A landmark study of indoor air quality, The Total Exposure Assessment Methodology (TEAM) Study, was conducted by the U.S. Environmental Protection Agency between 1979 and 1985, the results of which were published in 1987. The TEAM Study presented a new method of rating indoor air quality by focusing on samples of a person’s exhaled breath readings, blood, urine, and hair, the intention of which was to provide a more complete understanding of the total pollution burden on American citizens from all sources, including air, water, and food. Residents from four distinct areas across the United States (California, New Jersey, North Dakota, and North Carolina) were tested for the presence of toxic and carcinogenetic chemicals. Although samples from some areas contained more chemicals than others, the study showed that IAQ was a consistent factor in high toxicity levels for the average American, regardless of their regional location. Importantly, the TEAM Study suggested that indoor air quality, as opposed to outdoor air quality, has a significantly greater likelihood of affecting a person’s total carcinogen exposure.
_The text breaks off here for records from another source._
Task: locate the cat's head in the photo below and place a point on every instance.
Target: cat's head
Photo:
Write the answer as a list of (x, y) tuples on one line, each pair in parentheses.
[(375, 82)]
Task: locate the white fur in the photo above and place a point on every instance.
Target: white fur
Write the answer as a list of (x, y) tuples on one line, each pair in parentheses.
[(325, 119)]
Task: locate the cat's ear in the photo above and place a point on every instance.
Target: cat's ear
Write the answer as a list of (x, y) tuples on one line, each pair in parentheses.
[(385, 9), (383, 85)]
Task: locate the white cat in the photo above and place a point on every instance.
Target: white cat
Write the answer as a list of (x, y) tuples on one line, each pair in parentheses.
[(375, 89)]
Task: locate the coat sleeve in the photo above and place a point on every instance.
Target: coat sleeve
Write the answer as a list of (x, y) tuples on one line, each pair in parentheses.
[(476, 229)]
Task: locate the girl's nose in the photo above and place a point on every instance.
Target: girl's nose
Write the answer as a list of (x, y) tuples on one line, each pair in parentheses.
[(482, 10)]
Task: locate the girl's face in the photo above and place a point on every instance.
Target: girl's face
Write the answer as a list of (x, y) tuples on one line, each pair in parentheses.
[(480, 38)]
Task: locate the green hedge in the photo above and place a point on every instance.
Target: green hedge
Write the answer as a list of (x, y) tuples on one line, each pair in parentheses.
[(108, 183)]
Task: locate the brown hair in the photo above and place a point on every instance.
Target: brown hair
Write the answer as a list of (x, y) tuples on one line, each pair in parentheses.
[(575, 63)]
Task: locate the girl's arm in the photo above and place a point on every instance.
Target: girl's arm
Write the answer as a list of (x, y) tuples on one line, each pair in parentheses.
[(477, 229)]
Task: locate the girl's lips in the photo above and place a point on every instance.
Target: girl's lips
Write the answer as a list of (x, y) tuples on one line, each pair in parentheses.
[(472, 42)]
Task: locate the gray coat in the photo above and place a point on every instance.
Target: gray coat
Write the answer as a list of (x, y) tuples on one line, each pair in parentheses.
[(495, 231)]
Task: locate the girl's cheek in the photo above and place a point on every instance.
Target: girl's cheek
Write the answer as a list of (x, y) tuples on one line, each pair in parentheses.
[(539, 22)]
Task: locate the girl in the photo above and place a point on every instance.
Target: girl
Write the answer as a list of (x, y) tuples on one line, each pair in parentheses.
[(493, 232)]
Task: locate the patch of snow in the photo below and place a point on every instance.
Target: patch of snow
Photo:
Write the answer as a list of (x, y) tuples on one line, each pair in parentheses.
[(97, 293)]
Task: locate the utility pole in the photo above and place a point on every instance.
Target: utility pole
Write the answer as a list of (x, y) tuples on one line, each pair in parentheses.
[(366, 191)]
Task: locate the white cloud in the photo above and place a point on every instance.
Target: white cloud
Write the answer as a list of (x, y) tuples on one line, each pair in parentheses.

In other words, living in smog-filled Los Angeles or in rural North Dakota didn’t matter nearly as much as previously believed; Americans acquired most of their VOCs from indoors.
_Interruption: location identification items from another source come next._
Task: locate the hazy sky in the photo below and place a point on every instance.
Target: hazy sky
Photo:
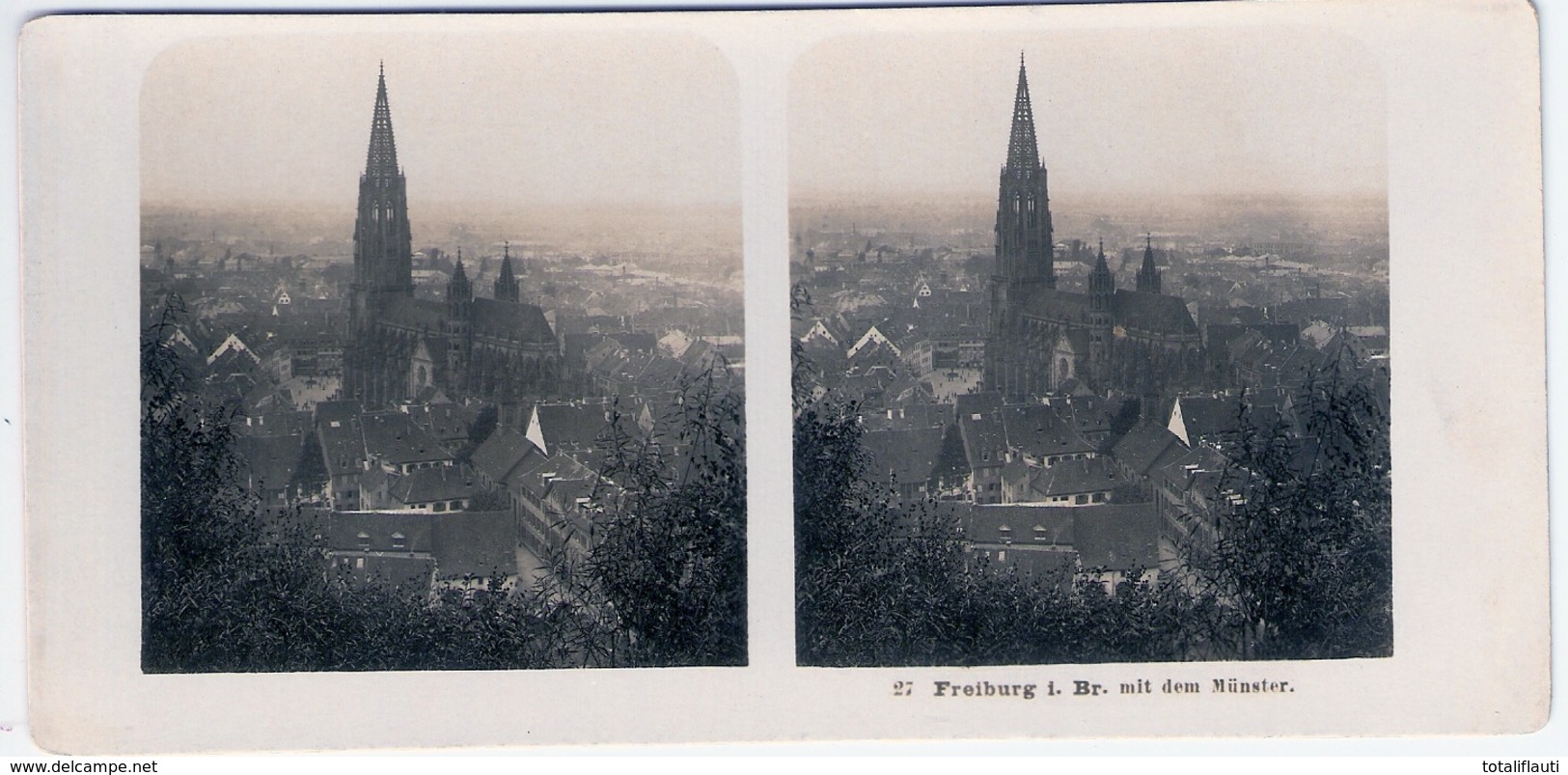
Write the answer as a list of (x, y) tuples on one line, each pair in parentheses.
[(1189, 110), (499, 118)]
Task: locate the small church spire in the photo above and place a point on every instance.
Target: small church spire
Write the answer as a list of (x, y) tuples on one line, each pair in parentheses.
[(458, 288), (1148, 275), (507, 286), (1101, 283)]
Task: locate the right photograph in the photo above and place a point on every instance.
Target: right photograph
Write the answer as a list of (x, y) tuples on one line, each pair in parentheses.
[(1090, 341)]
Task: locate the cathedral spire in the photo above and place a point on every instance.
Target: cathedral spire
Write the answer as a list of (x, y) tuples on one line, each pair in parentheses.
[(381, 157), (1023, 150)]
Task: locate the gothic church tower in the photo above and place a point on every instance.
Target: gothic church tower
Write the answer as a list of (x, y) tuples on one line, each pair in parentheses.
[(1024, 260), (383, 248)]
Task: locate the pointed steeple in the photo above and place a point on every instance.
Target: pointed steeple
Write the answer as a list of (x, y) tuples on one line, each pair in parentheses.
[(1148, 275), (381, 157), (1023, 150), (507, 283)]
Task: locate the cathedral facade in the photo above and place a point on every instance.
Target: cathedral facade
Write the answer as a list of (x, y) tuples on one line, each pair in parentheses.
[(1041, 338), (401, 348)]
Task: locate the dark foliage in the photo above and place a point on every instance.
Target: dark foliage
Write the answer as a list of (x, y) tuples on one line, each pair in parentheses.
[(230, 587), (1300, 568)]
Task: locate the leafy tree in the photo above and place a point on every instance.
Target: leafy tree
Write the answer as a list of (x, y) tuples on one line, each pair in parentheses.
[(1299, 554), (1297, 562), (230, 587), (670, 557)]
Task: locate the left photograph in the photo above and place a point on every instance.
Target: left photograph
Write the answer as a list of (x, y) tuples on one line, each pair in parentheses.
[(441, 353)]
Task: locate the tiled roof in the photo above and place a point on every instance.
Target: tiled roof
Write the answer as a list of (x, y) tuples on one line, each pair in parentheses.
[(343, 448), (1032, 524), (571, 426), (414, 313), (1038, 431), (905, 456), (476, 544), (511, 320), (1118, 539), (270, 458), (1153, 313), (393, 438), (1076, 476), (433, 484), (980, 424), (501, 454), (1146, 446)]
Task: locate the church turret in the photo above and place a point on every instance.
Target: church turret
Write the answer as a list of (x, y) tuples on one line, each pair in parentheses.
[(458, 325), (507, 286), (383, 255), (1148, 275), (1101, 285), (1101, 289)]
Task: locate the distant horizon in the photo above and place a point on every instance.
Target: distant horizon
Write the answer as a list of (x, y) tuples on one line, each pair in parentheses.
[(516, 118), (1189, 112)]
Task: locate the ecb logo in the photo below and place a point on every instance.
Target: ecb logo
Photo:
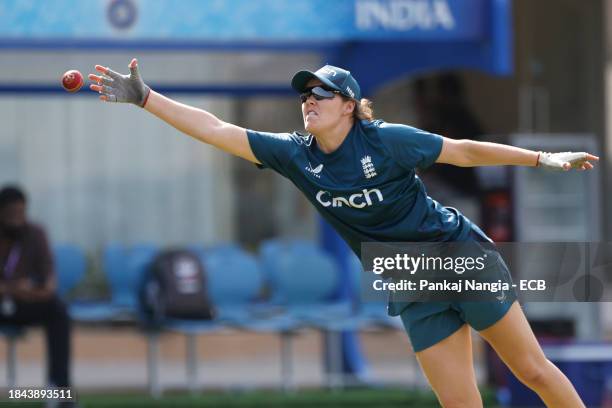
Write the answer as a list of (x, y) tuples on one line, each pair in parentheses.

Unfortunately, despite increasing scientific research on VOCs and improved technology to combat the problem of poor IAQ, certain factors have prevented Americans from easily addressing this issue in their daily lives. For instance, we know that the outside air is, generally, cleaner than the air indoors. Therefore, we ought to allow for increased ventilation in homes. Letting the inside air out, and the outside air in, appears to be an obvious remedy. However, anyone who has lived in Phoenix or Fargo knows that opening up the windows is out of the question for much of the year. Additionally, many new homes are built specifically to keep outside air from entering the home. Weatherproofing products, sealants, and additional insulation materials are often added to homes to assist residents in controlling the temperature of their homes. Air-tight construction helps people save money on heating and air conditioning costs. Yet regrettably, those very savings come with a high health risk. Airborne chemicals are locked inside the comfortable—yet impenetrable—indoor climate. Unsuspecting citizens, warned for years of the pollution outdoors, mistakenly shut themselves inside potentially hazardous, air-sealed chambers of their own design.
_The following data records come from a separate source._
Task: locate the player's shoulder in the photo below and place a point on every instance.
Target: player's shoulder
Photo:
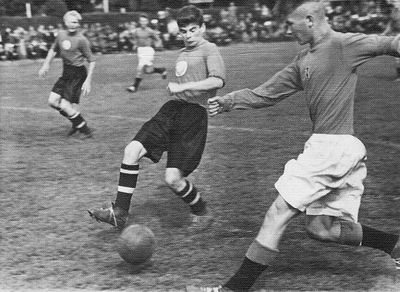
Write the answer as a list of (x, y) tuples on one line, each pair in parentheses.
[(62, 33), (208, 47)]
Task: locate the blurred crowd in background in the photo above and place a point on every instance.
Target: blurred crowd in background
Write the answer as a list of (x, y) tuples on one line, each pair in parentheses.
[(228, 26)]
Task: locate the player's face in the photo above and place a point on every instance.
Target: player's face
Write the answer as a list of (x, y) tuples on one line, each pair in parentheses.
[(192, 34), (143, 22), (72, 23), (298, 27)]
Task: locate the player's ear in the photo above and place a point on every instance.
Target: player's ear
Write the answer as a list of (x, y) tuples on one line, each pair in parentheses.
[(310, 21)]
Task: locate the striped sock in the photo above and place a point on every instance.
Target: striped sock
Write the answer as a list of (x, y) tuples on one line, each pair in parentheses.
[(127, 183), (191, 197), (63, 113), (77, 120)]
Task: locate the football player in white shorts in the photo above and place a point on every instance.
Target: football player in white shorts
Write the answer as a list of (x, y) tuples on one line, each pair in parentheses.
[(325, 181)]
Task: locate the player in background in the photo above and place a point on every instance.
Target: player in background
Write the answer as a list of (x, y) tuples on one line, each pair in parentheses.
[(179, 128), (74, 50), (144, 37), (326, 181), (393, 28)]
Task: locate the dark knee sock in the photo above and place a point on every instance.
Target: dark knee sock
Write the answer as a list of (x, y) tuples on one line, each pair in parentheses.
[(63, 113), (257, 259), (378, 239), (127, 183), (192, 197), (77, 121), (137, 82), (246, 276), (159, 70), (350, 233)]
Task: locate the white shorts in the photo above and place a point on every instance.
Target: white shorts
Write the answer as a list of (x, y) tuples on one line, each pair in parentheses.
[(145, 56), (327, 178)]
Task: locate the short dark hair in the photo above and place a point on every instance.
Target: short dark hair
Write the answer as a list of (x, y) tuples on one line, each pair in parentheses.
[(189, 15)]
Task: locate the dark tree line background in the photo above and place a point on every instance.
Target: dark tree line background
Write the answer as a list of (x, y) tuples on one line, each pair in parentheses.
[(59, 7)]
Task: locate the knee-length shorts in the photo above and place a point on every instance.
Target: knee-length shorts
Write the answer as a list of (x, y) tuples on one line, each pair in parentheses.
[(327, 178), (69, 85), (180, 128)]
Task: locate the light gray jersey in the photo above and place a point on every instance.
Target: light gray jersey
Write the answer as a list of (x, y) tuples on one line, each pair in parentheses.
[(327, 73)]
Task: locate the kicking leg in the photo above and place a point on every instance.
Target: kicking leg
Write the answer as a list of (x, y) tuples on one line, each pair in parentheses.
[(117, 214), (333, 229), (201, 217)]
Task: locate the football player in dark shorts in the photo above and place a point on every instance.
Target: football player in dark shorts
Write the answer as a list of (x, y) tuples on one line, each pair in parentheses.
[(179, 128), (74, 50)]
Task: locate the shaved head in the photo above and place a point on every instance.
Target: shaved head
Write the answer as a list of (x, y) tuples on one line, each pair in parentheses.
[(310, 8)]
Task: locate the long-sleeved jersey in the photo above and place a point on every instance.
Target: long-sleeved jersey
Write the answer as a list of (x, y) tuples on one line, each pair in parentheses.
[(327, 73)]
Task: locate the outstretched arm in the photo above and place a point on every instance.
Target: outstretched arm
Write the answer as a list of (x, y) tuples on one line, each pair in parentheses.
[(87, 85), (282, 85), (206, 84)]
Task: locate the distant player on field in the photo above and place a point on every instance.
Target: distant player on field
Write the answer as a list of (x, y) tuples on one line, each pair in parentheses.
[(326, 181), (179, 128), (393, 28), (74, 50), (144, 37)]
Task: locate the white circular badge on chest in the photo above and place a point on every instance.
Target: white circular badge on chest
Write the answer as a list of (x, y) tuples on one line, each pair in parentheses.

The good news for people concerned about their indoor air quality is that there are solutions. For instance, high-efficiency particulate air (HEPA) filters can remove harmful particles from the air, with an effective rate of 99.97%. But before either hiring a professional to remediate a property or purchasing filtering devices, homeowners and renters would be wise to avoid air quality issues before they develop. Whenever possible, homeowners ought to keep their homes well ventilated, especially basements, bathrooms, kitchens, and garages, the areas of a home where moisture and chemicals are apt to accumulate. Radon and carbon monoxide detectors can guard against some of the most lethal indoor air quality concerns. Many commercial cleaning agents that utilize harmful chemicals can be replaced with homemade solutions containing baking soda and vinegar.
Even though there are numerous cases of poor indoor air quality leading to sickness, property damage, and even death, taking the right precautions and getting help from professional IAQ experts will insure that you do not end up as one of the ever-increasing statistics associated indoor environmental hazards.